Link to ANL video: https://vimeo.com/event/2081535/17d0367863
Brief Shankar Bio
Sadasivan (Sadas) Shankar is Research Technology Manager at SLAC National Laboratory and Adjunct Professor in Stanford Materials Science and Engineering. He is also an Associate in the Department of Physics in Harvard Faculty of Arts and Sciences, and was the first Margaret and Will Hearst Visiting Lecturer in Harvard University and the first Distinguished Scientist in Residence at the Harvard Institute of Applied Computational Sciences. He has co-instructed classes related to materials, computing, and sustainability and was awarded Harvard University Teaching Excellence Award. He is involved in research in materials, chemistry, and specialized AI methods for complex problems in physical and natural sciences, and new frameworks for studying computing. He is a co-founder and the Chief Scientist in Material Alchemy, a “last mile” translational and independent venture for sustainable design of materials.
Dr.
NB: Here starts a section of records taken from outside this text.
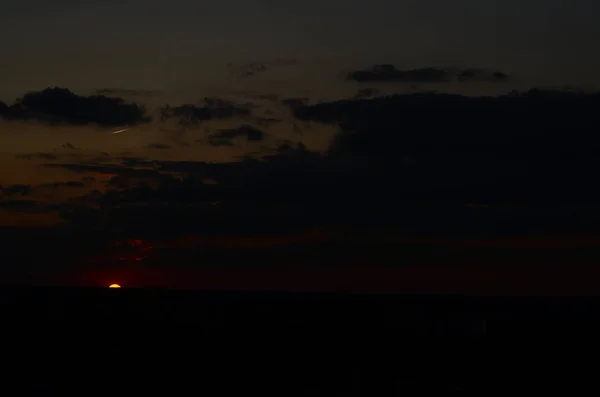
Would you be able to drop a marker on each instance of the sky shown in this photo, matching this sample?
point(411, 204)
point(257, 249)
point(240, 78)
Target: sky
point(229, 123)
point(176, 44)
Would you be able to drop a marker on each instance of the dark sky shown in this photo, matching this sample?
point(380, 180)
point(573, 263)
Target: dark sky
point(269, 119)
point(149, 43)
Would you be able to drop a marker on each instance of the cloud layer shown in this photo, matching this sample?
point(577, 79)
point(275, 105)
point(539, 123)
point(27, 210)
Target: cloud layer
point(61, 106)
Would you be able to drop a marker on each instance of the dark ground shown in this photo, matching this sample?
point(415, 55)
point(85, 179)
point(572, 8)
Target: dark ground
point(140, 342)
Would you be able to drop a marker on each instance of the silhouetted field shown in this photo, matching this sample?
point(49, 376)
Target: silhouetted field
point(132, 341)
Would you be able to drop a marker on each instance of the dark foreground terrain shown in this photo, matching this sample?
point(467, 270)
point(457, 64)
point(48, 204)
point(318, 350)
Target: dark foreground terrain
point(153, 342)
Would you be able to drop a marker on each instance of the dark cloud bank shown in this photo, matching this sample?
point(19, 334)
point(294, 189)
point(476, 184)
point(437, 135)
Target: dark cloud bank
point(416, 165)
point(61, 106)
point(389, 73)
point(420, 163)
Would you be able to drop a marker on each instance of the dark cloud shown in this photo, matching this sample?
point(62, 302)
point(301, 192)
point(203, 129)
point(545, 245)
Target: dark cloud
point(366, 92)
point(19, 205)
point(294, 102)
point(56, 185)
point(117, 91)
point(252, 134)
point(245, 70)
point(214, 109)
point(389, 73)
point(59, 105)
point(36, 156)
point(284, 62)
point(267, 121)
point(159, 146)
point(108, 170)
point(384, 73)
point(16, 190)
point(481, 75)
point(217, 142)
point(420, 164)
point(522, 146)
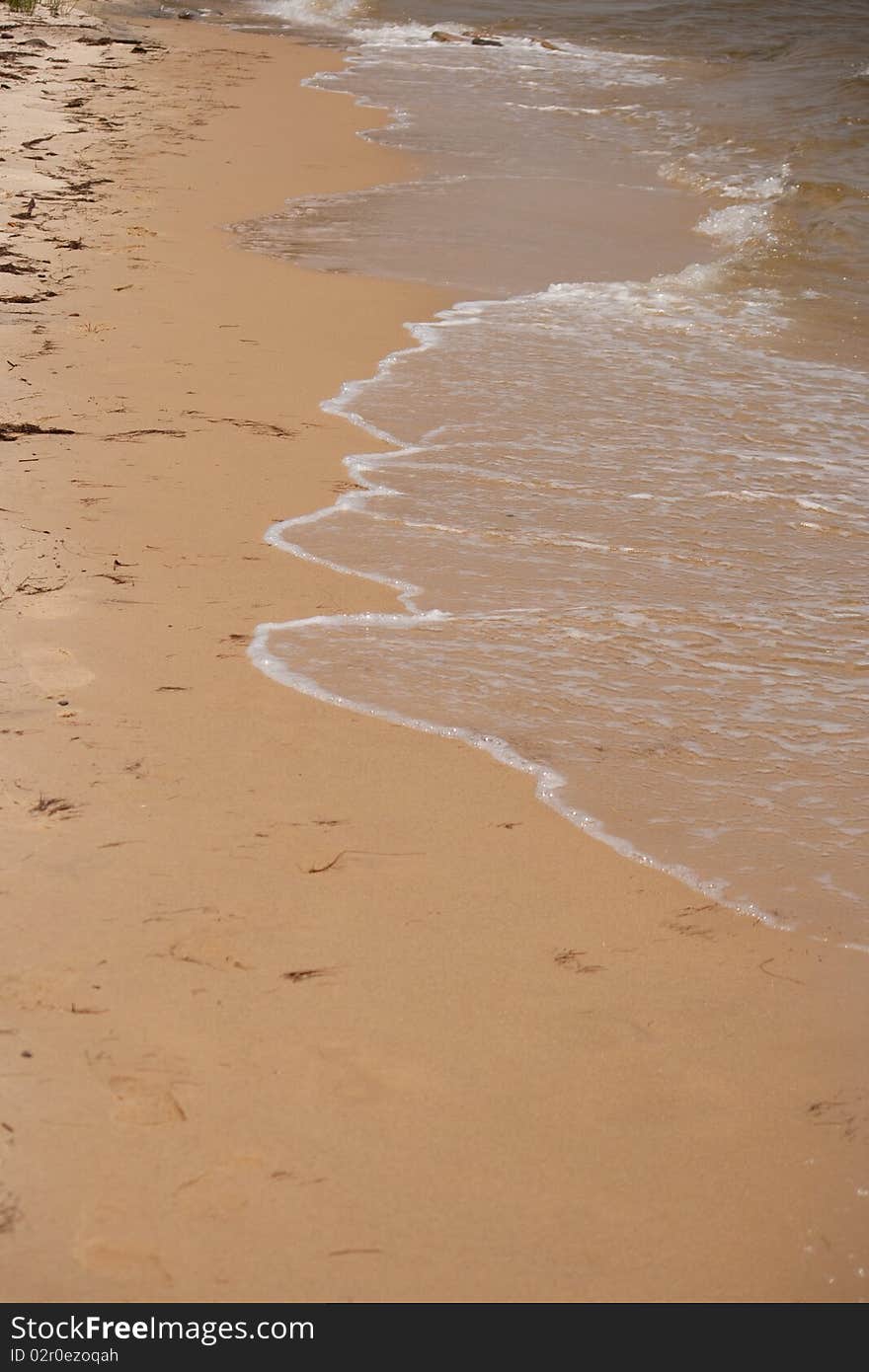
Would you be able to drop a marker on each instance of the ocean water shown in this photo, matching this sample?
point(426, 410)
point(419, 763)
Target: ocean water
point(623, 499)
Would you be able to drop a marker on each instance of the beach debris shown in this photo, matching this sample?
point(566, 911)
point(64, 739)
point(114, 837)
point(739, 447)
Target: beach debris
point(10, 432)
point(52, 805)
point(130, 435)
point(327, 866)
point(572, 960)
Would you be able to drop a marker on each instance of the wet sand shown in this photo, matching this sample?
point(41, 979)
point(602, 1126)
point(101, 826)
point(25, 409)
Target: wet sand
point(295, 1005)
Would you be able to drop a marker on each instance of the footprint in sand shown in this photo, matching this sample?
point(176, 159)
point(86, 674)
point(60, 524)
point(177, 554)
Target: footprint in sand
point(139, 1101)
point(53, 668)
point(113, 1259)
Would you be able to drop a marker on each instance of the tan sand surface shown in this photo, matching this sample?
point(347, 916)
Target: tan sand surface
point(296, 1005)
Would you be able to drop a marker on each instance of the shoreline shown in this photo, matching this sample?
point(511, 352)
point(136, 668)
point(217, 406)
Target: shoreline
point(302, 1005)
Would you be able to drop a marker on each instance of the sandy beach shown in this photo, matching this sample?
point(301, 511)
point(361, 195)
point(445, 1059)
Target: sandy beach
point(296, 1005)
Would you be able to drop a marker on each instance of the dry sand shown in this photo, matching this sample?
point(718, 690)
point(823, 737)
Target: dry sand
point(296, 1005)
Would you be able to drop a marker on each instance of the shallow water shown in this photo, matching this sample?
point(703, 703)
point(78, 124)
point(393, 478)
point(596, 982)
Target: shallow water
point(626, 499)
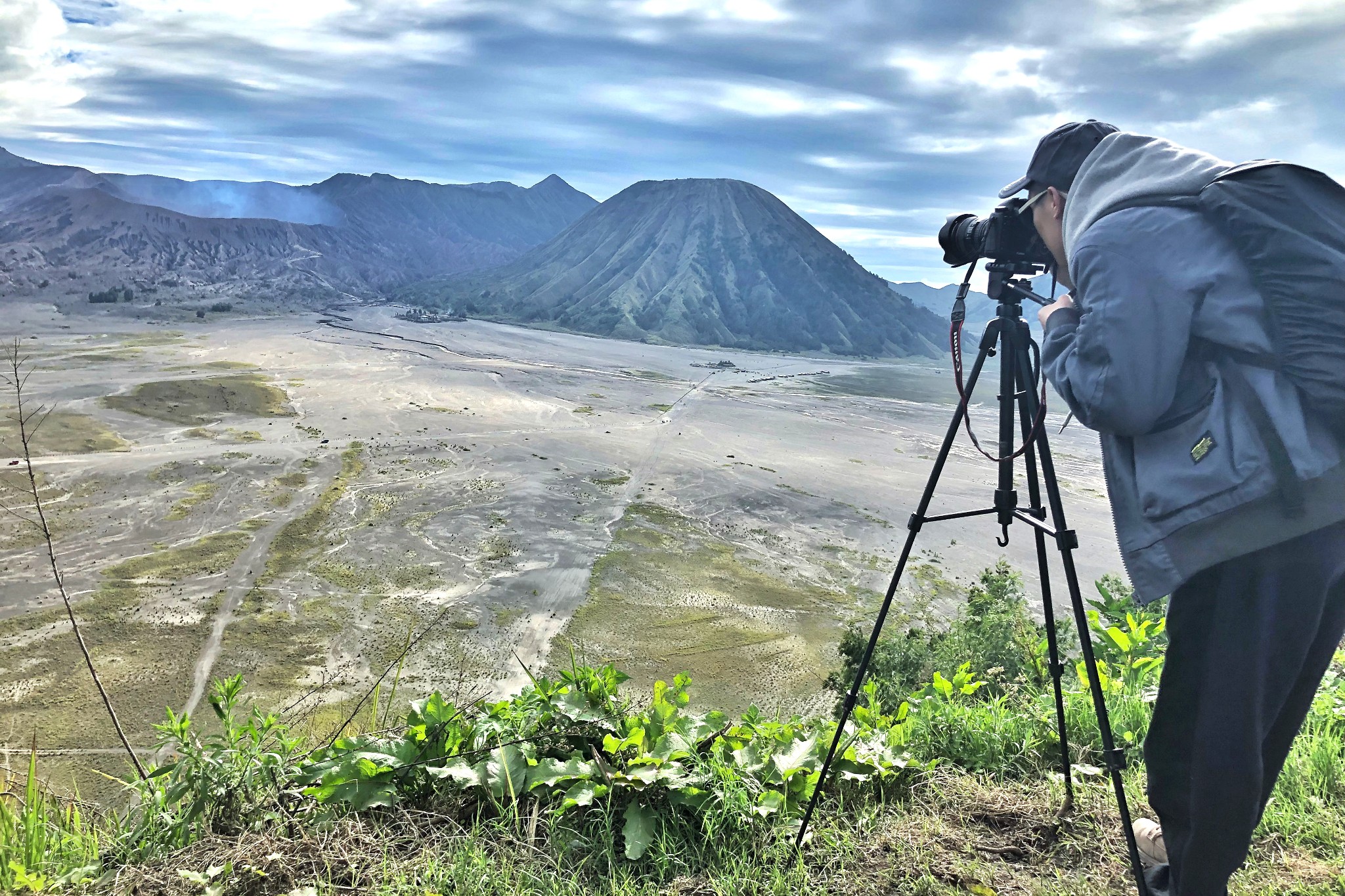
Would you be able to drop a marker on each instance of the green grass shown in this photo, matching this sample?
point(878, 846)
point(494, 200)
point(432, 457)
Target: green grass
point(301, 536)
point(953, 793)
point(197, 495)
point(669, 597)
point(195, 402)
point(61, 433)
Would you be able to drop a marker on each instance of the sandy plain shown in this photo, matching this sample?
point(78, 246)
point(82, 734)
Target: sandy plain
point(292, 499)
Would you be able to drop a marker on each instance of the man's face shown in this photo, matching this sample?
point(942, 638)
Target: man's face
point(1048, 215)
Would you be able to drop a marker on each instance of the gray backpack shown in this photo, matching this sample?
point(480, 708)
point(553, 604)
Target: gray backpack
point(1287, 223)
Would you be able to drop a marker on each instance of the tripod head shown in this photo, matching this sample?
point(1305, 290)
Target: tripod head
point(1006, 291)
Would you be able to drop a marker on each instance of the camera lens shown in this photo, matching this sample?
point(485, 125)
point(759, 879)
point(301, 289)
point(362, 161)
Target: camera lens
point(963, 238)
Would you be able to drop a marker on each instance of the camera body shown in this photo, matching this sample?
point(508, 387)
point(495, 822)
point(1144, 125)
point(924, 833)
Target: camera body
point(1003, 236)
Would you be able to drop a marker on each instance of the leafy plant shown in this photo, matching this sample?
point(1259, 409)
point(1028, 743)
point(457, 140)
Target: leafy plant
point(1129, 637)
point(573, 746)
point(229, 781)
point(45, 842)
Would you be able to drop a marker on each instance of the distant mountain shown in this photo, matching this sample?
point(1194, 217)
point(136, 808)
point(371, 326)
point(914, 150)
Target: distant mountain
point(981, 308)
point(350, 234)
point(697, 263)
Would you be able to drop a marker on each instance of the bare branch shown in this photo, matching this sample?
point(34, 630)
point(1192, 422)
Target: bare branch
point(18, 379)
point(46, 413)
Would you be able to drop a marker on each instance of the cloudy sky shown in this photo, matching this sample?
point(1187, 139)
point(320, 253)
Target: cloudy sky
point(872, 119)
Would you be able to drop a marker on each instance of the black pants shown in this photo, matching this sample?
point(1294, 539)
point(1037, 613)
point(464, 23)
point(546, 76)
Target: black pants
point(1248, 643)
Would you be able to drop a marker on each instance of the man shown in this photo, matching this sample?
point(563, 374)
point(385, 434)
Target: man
point(1258, 589)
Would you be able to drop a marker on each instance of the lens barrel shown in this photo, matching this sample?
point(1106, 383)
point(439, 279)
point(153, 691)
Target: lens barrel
point(963, 238)
point(1003, 236)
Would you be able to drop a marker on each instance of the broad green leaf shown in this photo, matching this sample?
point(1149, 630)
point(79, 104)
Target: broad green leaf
point(638, 830)
point(583, 794)
point(456, 769)
point(549, 773)
point(506, 773)
point(768, 802)
point(612, 744)
point(794, 759)
point(692, 798)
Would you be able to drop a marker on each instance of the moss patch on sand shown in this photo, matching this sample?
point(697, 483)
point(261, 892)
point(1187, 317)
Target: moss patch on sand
point(215, 366)
point(198, 494)
point(144, 636)
point(300, 536)
point(195, 402)
point(61, 433)
point(165, 337)
point(670, 597)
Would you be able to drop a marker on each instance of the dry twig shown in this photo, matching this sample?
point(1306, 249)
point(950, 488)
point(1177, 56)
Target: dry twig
point(29, 421)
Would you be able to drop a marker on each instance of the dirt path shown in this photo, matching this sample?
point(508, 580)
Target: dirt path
point(241, 578)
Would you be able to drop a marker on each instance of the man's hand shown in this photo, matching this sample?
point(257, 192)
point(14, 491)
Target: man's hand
point(1047, 310)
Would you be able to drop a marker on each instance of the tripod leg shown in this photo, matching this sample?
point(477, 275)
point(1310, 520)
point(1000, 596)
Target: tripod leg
point(1067, 542)
point(1038, 509)
point(914, 530)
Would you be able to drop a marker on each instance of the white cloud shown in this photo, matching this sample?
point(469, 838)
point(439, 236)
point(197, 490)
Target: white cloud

Shankar was a Senior Fellow in UCLA-IPAM during a program on Machine Learning and Many-body Physics, invited speaker in The Camille and Henry Dreyfus Foundation on application of Machine Learning for chemistry and materials, Carnegie Science Foundation panelist for Brain and Computing, National Academies speaker on Revolutions in Manufacturing through Mathematics, invited to White House event for Materials Genome, Visiting Lecturer in Kavli Institute of Theoretical Physics in UC-SB, and the first Intel Distinguished Lecturer in Caltech and MIT. He has given several colloquia and lectures in universities all over the world. Dr. Shankar also worked in the semiconductor industry in the areas of materials, reliability, processing, manufacturing, and is a co-inventor in over twenty patent filings. His work was also featured in the journal Science and as a TED talk.